Control plates were harvested for RNA extraction, and the remaining plates were serum starved for 48 (SS48) or 72 hours (SS72) in serum-free basal media (SmBM) to induce growth arrest and expression of SMC differentiation genes, according to conventional protocols. Samples included cells from two separate lots, as well as two technical replicates/vial/time point.
Growth protocol
Human aortic SMCs (Lonza Walkersville Inc., Walkersville, MD, passage #3) were propagated in growth media SmGM-2 with SingleQuot supplements and growth factors (Lonza) in 5% FBS per manufacturer’s instructions.
Extracted molecule
total RNA
Extraction protocol
Cell culture and homogenized aortic samples were harvested with QIAzol Lysis Reagent. Total RNA was isolated using the miRNeasy Mini Kit (Qiagen, Valencia, CA) per standard methods. RNA was quantitated by Nanodrop, and RNA and miRNA quality and integrity were verified using the Agilent 2100 Bioanalyzer System (Agilent Technologies, Santa Clara, CA). RNA Integrity Numbers (RIN) for all samples ranged from 8.5 to 10.
Label
Cy3
Label protocol
Per manufacturer’s protocol, 100 ng of total RNA per sample was dephosphorylated using calf intestine alkaline phosphatase at 37° C for 30 min, then denatured in DMSO at 100° C for 5 min and placed in an ice-water bath. Ligation to Cyanine 3-pCp was performed using T4 Ligase at 16° C for 2 hours, and labeled miRNA samples were purified using Micro Bio-spin 6 columns.
Hybridization protocol
GE Blocking agent and Hi-RPM hybridization buffer were added to the samples, which were incubated at 100° C for 5 min, and transferred to an ice-water bath. Samples and arrays were then loaded using Agilent SureHyb chambers and gaskets, hybridized at 55° C for 20 hours, and washed (Gene Expression wash buffers 1 and 2).
Scan protocol
Arrays were scanned using an Agilent Microarray Scanner and Feature Extractor (software v 9.5.1).
Description
SS48_1
Data processing
The Sample data were normalized, background subtracted and processed using the Feature Extractor. However, replicates of the same miRNA were not averaged, a process that occurs when the data is properly uploaded to Genespring. Control Flagged spots have been removed.

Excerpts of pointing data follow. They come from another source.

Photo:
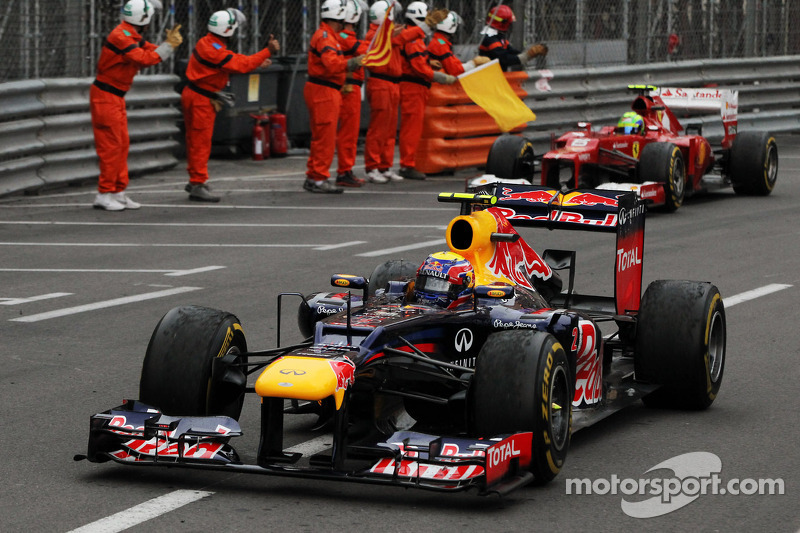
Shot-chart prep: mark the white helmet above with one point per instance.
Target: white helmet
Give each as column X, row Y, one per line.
column 225, row 22
column 139, row 12
column 333, row 10
column 416, row 13
column 450, row 23
column 353, row 11
column 378, row 11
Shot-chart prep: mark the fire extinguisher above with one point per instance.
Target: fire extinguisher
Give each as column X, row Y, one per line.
column 260, row 137
column 279, row 140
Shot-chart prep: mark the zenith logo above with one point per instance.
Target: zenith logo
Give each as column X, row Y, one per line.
column 463, row 340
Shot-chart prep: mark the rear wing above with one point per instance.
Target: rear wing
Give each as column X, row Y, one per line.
column 617, row 212
column 704, row 100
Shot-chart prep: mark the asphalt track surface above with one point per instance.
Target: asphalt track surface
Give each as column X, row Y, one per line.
column 82, row 289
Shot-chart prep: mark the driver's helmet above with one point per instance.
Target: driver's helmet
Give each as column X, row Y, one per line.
column 630, row 123
column 444, row 279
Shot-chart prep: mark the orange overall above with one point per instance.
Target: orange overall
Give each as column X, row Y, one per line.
column 124, row 53
column 350, row 115
column 383, row 94
column 414, row 90
column 207, row 73
column 322, row 92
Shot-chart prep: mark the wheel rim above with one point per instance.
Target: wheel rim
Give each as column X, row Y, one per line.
column 716, row 347
column 772, row 165
column 559, row 407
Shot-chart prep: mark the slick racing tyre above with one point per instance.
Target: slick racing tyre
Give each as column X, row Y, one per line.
column 177, row 372
column 753, row 163
column 523, row 382
column 511, row 157
column 680, row 343
column 663, row 163
column 392, row 270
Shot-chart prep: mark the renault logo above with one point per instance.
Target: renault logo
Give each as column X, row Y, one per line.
column 463, row 340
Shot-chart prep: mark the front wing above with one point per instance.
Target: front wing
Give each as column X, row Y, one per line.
column 137, row 434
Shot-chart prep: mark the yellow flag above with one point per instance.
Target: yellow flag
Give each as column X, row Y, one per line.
column 488, row 87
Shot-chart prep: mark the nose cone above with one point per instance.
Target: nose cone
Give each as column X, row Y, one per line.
column 306, row 378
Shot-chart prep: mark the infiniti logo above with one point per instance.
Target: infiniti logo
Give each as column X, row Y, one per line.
column 463, row 340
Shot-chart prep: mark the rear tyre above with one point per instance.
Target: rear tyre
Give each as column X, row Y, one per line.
column 522, row 382
column 680, row 343
column 663, row 163
column 177, row 370
column 753, row 163
column 511, row 157
column 392, row 270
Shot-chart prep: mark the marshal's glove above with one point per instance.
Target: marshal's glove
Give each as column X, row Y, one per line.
column 435, row 17
column 174, row 37
column 445, row 79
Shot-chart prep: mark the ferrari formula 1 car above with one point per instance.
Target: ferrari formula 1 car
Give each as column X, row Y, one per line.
column 650, row 154
column 483, row 393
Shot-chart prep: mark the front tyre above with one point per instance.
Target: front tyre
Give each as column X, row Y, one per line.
column 177, row 370
column 753, row 163
column 663, row 163
column 522, row 382
column 680, row 343
column 511, row 157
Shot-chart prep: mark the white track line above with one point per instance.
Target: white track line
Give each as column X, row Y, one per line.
column 143, row 512
column 752, row 295
column 171, row 272
column 102, row 305
column 387, row 251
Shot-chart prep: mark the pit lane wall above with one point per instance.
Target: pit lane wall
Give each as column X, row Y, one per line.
column 457, row 134
column 46, row 131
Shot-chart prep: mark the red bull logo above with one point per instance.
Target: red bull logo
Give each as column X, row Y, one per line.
column 516, row 261
column 538, row 196
column 588, row 199
column 345, row 373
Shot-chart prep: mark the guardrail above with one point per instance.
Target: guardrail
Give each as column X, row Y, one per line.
column 769, row 98
column 46, row 131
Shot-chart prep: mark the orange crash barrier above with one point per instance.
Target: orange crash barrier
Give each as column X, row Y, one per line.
column 457, row 133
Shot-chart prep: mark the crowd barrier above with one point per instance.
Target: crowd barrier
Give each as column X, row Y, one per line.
column 46, row 131
column 457, row 134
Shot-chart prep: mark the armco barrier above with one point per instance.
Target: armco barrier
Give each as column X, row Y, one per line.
column 459, row 135
column 46, row 131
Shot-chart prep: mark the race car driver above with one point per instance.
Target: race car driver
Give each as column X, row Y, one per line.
column 350, row 116
column 327, row 70
column 207, row 74
column 444, row 279
column 415, row 82
column 631, row 123
column 495, row 43
column 124, row 53
column 441, row 47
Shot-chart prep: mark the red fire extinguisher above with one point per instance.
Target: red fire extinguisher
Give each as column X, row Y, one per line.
column 279, row 140
column 260, row 137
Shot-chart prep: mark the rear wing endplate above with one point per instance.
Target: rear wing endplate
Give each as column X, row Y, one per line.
column 607, row 211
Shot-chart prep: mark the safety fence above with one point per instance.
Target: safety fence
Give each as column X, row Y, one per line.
column 63, row 38
column 457, row 134
column 46, row 135
column 46, row 131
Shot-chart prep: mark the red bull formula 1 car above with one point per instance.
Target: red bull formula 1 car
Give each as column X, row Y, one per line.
column 651, row 155
column 484, row 393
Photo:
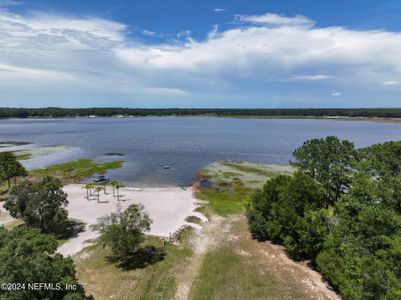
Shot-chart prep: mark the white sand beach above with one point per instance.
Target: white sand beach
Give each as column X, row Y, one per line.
column 167, row 207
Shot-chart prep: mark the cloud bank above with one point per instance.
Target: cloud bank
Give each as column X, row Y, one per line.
column 46, row 53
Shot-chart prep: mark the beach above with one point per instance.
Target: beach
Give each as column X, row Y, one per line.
column 168, row 207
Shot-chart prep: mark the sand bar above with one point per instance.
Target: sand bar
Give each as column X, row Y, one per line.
column 167, row 207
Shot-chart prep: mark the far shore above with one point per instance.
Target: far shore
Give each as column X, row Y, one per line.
column 335, row 118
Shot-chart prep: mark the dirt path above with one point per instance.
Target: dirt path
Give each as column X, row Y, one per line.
column 206, row 238
column 220, row 231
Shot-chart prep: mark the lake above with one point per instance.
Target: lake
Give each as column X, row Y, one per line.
column 185, row 143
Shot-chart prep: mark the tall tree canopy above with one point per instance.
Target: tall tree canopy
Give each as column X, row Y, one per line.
column 342, row 210
column 124, row 230
column 330, row 162
column 41, row 205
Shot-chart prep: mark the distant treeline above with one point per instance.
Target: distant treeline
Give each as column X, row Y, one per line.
column 56, row 112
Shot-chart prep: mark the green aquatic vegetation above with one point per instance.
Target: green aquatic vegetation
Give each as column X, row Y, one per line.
column 77, row 170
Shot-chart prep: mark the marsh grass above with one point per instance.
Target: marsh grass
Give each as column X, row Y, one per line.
column 77, row 170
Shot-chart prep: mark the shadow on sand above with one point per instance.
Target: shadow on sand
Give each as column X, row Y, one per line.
column 139, row 259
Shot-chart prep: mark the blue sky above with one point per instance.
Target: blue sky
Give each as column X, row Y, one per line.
column 200, row 53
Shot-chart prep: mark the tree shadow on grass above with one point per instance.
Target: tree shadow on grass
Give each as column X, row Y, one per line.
column 141, row 258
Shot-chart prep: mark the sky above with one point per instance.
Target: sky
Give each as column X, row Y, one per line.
column 176, row 53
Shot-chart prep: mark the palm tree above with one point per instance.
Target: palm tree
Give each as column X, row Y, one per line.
column 113, row 184
column 87, row 187
column 98, row 189
column 118, row 186
column 91, row 185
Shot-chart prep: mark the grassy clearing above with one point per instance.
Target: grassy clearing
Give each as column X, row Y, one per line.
column 238, row 269
column 194, row 219
column 77, row 170
column 144, row 276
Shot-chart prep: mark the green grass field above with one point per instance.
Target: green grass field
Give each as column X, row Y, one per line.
column 144, row 276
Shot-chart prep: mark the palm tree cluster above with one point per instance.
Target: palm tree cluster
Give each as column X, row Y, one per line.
column 93, row 189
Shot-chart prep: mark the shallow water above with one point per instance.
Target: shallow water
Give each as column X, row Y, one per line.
column 184, row 143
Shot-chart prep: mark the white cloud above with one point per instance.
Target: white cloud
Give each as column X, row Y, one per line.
column 317, row 77
column 148, row 33
column 5, row 3
column 276, row 20
column 97, row 54
column 391, row 82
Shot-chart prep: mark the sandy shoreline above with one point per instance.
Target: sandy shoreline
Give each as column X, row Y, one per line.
column 167, row 207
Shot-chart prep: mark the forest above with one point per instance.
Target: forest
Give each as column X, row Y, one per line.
column 342, row 211
column 57, row 112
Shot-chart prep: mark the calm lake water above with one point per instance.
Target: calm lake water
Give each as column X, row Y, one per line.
column 186, row 144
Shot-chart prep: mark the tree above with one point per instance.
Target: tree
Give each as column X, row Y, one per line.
column 330, row 162
column 118, row 186
column 113, row 184
column 10, row 167
column 124, row 230
column 27, row 256
column 278, row 210
column 41, row 205
column 98, row 189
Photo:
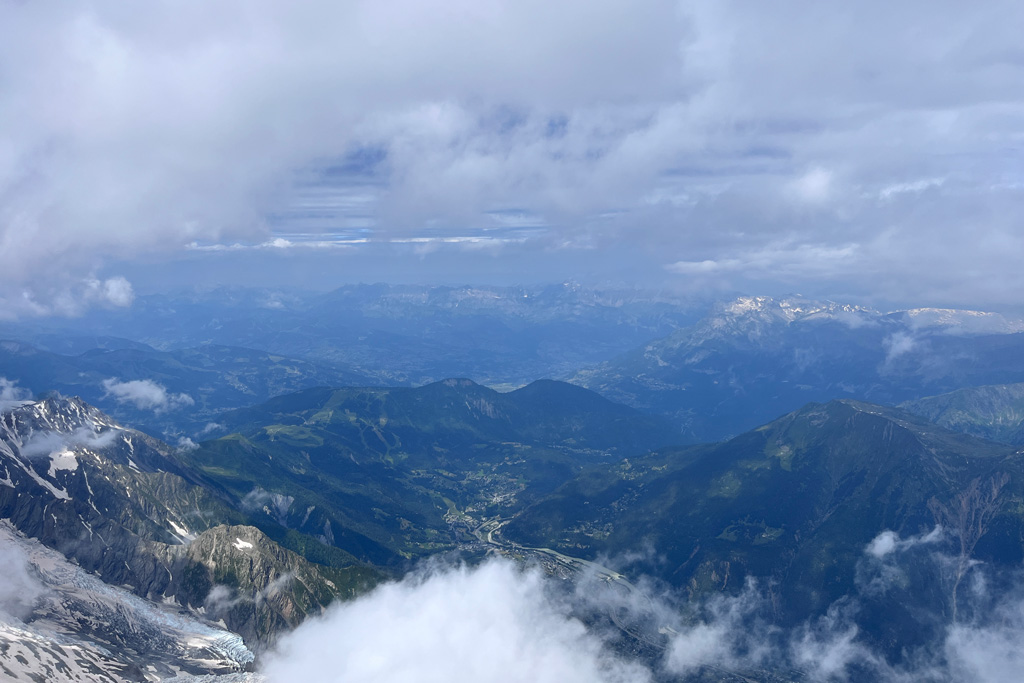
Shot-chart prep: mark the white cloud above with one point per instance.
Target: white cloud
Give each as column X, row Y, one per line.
column 898, row 344
column 185, row 443
column 12, row 395
column 814, row 186
column 145, row 394
column 645, row 132
column 19, row 589
column 494, row 623
column 47, row 442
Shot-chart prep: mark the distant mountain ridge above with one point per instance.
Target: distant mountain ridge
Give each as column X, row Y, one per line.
column 994, row 412
column 394, row 334
column 756, row 356
column 120, row 504
column 795, row 503
column 383, row 473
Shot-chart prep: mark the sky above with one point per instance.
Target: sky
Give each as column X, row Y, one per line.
column 864, row 152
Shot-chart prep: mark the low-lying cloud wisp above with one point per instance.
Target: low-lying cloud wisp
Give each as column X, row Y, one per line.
column 145, row 394
column 498, row 622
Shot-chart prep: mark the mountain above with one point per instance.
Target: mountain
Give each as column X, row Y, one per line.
column 757, row 356
column 395, row 335
column 172, row 391
column 121, row 505
column 795, row 503
column 58, row 622
column 388, row 474
column 994, row 412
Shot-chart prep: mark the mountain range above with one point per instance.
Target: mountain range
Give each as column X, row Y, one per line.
column 755, row 357
column 294, row 483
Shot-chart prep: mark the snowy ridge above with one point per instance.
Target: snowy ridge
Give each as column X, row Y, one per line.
column 165, row 642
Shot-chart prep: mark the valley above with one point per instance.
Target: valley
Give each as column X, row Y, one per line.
column 263, row 508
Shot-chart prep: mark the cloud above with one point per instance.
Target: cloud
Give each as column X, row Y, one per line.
column 145, row 395
column 12, row 395
column 42, row 443
column 494, row 623
column 633, row 134
column 185, row 443
column 210, row 428
column 19, row 589
column 898, row 344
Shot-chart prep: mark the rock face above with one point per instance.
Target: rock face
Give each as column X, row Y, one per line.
column 119, row 504
column 66, row 624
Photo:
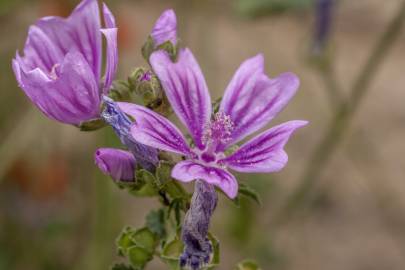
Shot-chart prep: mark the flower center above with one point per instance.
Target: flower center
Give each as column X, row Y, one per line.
column 219, row 130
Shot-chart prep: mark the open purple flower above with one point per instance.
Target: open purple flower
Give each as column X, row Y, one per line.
column 118, row 164
column 250, row 101
column 165, row 28
column 61, row 68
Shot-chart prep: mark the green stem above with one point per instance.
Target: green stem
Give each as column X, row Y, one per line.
column 342, row 118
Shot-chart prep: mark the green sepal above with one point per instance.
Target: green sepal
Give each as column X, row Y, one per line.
column 155, row 221
column 171, row 253
column 137, row 245
column 215, row 251
column 120, row 91
column 163, row 173
column 146, row 239
column 125, row 241
column 165, row 181
column 148, row 48
column 92, row 125
column 248, row 265
column 170, row 48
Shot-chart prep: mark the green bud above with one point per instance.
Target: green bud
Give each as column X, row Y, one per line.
column 147, row 86
column 148, row 48
column 170, row 49
column 155, row 221
column 120, row 91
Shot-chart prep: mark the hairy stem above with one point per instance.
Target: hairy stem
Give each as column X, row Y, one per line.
column 198, row 249
column 342, row 118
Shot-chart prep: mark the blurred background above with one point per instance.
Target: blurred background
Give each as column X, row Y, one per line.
column 338, row 205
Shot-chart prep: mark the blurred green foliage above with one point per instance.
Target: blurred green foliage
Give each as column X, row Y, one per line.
column 256, row 8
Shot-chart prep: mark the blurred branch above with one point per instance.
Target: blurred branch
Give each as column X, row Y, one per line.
column 342, row 118
column 333, row 89
column 17, row 140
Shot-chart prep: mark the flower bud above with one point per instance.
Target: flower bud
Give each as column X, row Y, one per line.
column 165, row 28
column 147, row 86
column 118, row 164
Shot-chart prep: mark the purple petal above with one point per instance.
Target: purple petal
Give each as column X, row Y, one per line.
column 69, row 96
column 39, row 51
column 186, row 90
column 265, row 152
column 110, row 33
column 80, row 32
column 165, row 28
column 118, row 164
column 252, row 99
column 109, row 19
column 187, row 171
column 154, row 130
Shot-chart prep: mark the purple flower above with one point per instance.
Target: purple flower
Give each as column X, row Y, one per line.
column 60, row 70
column 250, row 101
column 146, row 156
column 165, row 28
column 118, row 164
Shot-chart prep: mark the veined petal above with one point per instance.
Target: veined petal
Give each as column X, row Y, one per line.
column 112, row 58
column 118, row 164
column 154, row 130
column 186, row 90
column 70, row 97
column 109, row 19
column 187, row 171
column 265, row 152
column 39, row 51
column 165, row 28
column 252, row 99
column 80, row 32
column 110, row 33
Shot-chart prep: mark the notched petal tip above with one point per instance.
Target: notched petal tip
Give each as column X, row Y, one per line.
column 165, row 28
column 109, row 18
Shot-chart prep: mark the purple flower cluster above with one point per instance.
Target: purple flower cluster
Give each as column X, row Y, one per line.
column 60, row 72
column 250, row 101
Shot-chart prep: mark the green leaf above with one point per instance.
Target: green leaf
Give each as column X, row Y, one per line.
column 146, row 184
column 145, row 238
column 139, row 257
column 248, row 265
column 120, row 91
column 121, row 266
column 249, row 192
column 171, row 253
column 155, row 221
column 170, row 48
column 125, row 241
column 163, row 173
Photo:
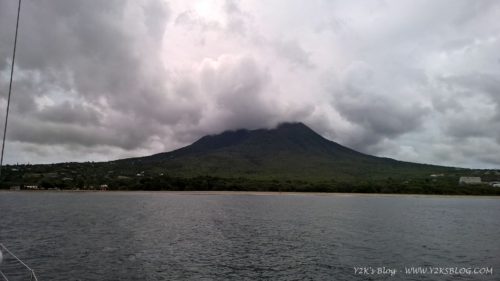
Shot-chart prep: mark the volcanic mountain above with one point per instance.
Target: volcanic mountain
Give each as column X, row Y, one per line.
column 290, row 151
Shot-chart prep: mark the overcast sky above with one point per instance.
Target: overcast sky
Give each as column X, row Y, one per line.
column 100, row 80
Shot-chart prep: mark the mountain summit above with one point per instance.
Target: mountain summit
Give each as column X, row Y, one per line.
column 290, row 151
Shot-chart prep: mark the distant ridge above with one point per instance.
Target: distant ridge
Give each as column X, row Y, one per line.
column 290, row 151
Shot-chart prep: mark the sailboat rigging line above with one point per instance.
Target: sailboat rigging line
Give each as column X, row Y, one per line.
column 10, row 86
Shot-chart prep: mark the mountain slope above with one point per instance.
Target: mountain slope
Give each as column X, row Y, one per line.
column 291, row 151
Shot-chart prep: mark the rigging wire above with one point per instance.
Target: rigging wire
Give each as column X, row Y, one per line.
column 10, row 87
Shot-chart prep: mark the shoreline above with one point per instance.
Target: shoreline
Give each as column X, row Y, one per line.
column 256, row 193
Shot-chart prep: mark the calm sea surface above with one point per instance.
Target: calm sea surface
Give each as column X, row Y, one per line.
column 181, row 236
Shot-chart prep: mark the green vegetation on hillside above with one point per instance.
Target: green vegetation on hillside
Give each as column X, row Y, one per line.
column 291, row 157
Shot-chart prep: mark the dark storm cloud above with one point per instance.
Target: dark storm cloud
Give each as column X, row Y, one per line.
column 377, row 116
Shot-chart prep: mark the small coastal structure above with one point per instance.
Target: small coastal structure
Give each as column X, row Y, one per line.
column 469, row 180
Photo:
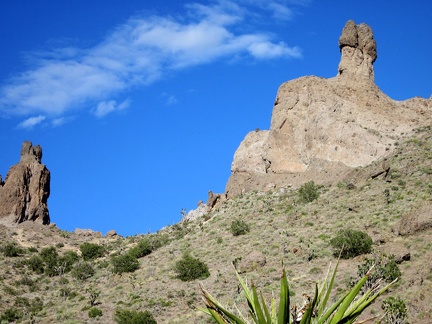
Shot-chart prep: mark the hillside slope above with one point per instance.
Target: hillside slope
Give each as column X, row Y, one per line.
column 281, row 228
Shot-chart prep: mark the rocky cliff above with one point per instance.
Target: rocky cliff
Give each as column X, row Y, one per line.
column 25, row 191
column 323, row 128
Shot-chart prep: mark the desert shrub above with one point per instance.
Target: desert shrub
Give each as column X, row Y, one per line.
column 350, row 243
column 90, row 251
column 49, row 256
column 95, row 312
column 143, row 248
column 385, row 268
column 239, row 227
column 36, row 264
column 93, row 295
column 83, row 271
column 12, row 250
column 396, row 311
column 124, row 316
column 11, row 315
column 68, row 259
column 190, row 268
column 124, row 263
column 308, row 192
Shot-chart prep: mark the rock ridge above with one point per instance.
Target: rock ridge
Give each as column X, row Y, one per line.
column 323, row 128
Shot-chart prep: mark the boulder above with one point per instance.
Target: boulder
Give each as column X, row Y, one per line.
column 322, row 129
column 25, row 191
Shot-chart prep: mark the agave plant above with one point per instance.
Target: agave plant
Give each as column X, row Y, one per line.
column 345, row 310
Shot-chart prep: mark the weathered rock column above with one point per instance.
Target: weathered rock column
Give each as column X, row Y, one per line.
column 25, row 191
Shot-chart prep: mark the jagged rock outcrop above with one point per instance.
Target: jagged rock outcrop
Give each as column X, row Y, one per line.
column 323, row 128
column 358, row 50
column 25, row 191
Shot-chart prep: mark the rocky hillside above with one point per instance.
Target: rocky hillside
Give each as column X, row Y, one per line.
column 370, row 160
column 323, row 128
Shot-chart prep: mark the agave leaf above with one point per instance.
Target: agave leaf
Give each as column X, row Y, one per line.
column 307, row 316
column 215, row 308
column 349, row 298
column 258, row 312
column 328, row 286
column 284, row 300
column 265, row 309
column 351, row 316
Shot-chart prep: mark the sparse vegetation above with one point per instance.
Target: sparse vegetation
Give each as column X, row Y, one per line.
column 395, row 310
column 124, row 263
column 239, row 227
column 282, row 227
column 124, row 316
column 349, row 243
column 189, row 268
column 309, row 192
column 346, row 310
column 91, row 251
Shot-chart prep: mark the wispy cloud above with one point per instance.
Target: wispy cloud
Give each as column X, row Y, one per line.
column 106, row 107
column 31, row 122
column 139, row 52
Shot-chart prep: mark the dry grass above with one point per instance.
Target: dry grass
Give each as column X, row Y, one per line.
column 282, row 228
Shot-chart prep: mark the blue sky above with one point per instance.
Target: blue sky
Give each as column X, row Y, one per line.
column 139, row 106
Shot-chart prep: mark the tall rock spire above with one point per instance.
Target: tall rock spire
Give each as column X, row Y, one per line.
column 358, row 49
column 25, row 191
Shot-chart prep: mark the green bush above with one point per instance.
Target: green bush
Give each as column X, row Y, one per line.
column 239, row 227
column 68, row 259
column 11, row 315
column 189, row 268
column 12, row 250
column 49, row 256
column 308, row 192
column 124, row 263
column 83, row 271
column 124, row 316
column 90, row 251
column 396, row 311
column 143, row 248
column 350, row 243
column 385, row 268
column 36, row 264
column 95, row 312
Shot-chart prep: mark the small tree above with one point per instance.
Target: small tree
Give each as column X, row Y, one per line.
column 308, row 192
column 90, row 251
column 12, row 250
column 189, row 268
column 349, row 243
column 95, row 312
column 83, row 271
column 49, row 256
column 124, row 316
column 93, row 295
column 239, row 227
column 395, row 309
column 124, row 263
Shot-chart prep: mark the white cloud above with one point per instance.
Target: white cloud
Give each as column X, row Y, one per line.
column 31, row 122
column 106, row 107
column 139, row 52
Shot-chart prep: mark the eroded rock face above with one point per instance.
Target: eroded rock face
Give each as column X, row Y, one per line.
column 323, row 128
column 25, row 191
column 358, row 49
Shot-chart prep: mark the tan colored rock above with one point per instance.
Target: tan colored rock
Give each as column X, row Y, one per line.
column 323, row 128
column 358, row 49
column 417, row 220
column 25, row 191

QC reports were generated by the Feature Extraction software, and the array data were analyzed with Genespring GX 10.0.2 (Agilent). Arrays were examined with Quality Control metrics, principal components analysis (PCA), and hierachical agglomerative clustering (HAC). One chip (6 arrays) clustered separately and was therefore excluded from further analysis. Two additional arrays were excluded for QC reasons. The remaining 10 arrays were subjected to one-way ANOVA at a cutoff of p < 0.05, with Benjamini-Hochberg correction for multiple testing. Significant miRNAs were required to show > 2.0-fold expression change from Control.